出典:現役医師100人に聞いた、医療現場における就業不能状態の実態
医師が必要だと感じる保険は何か?
出典:現役医師100人に聞いた、医療現場における就業不能状態の実態
「就業不能保険」は「がん保険」より必要と考えられていることがわかります。
就業不能状態になって生活費が払えなくなることが、医療費の負担より問題だと考えられているからだと思います。
がんの治療に限らずですが、医療費は国民皆保険により実際の負担は3割です。加えて、高額療養費制度により限度額が設定されているため医療費は治療にあたって経済的に問題になるケースは少ないです。
それよりも、働けないことで収入が減少してしまい生活が回らなくなってしまうことが大きな問題になることがあります。
医療費よりも働けないときは生活費が問題になることがあるのです。筆者も実際に病気になって収入減で困っている患者さんの対応をしたことがあります。
就業不能保険の契約者トップは「医療業」
アンケート調査を行ったライフネット生命の就業不能保険の契約者は職業構成で「医療業」が最多になっています。これは実際に病気やケガで働けなくなる人をみることが多いからかもしれません。
就業不能保険とは
病気やケガで働けなくなったとき、毎月定額の給付金を受け取ることができる保険です。世帯でもっとも収入のある人が、長期療養をするために職を失ったり、仕事を休まなければ行けなくなって、収入が減少したときに頼りになります。
公的保障や世帯の預金を把握した上で、保険が必要と感じられる場合には就業不能保険を検討してみると良いでしょう。病気やケガで働けなくても生活費などの毎月の支出は続きます。ある意味では経済的なリスクは死亡よりも高い状態です。

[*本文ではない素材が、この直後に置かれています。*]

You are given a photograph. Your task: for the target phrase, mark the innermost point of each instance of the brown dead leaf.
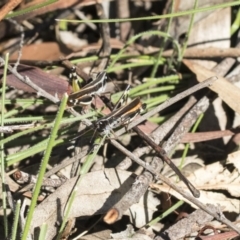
(213, 177)
(229, 93)
(234, 158)
(8, 7)
(96, 194)
(52, 84)
(40, 51)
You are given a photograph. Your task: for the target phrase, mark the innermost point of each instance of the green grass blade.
(4, 195)
(44, 165)
(43, 232)
(170, 15)
(85, 169)
(30, 9)
(16, 218)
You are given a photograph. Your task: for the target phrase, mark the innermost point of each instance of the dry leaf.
(96, 194)
(234, 158)
(229, 93)
(212, 177)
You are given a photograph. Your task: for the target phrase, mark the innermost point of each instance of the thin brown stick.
(168, 103)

※引用した調査での「就業不能状態」は、病気やケガで日本国内の病院もしくは診療所への治療を目的とした「入院」または「日本の医師の資格を持つ者の指示により在宅療養をしている」状態で、「少なくとも6ヶ月以上、いかなる職業においても全く就業ができない」と医学的見地から判断される状態と定義されています。
まとめ
この記事では、
- 就業不能状態になる理由
- 経済的に患者が困窮する原因
- 就業不能保険
について解説しました。
就業不能状態というのはそれほど珍しいことではなく、他人事ではないことがわかると思います。健康なうちに就業不能状態になったときのことを前もって考えておきたいですね。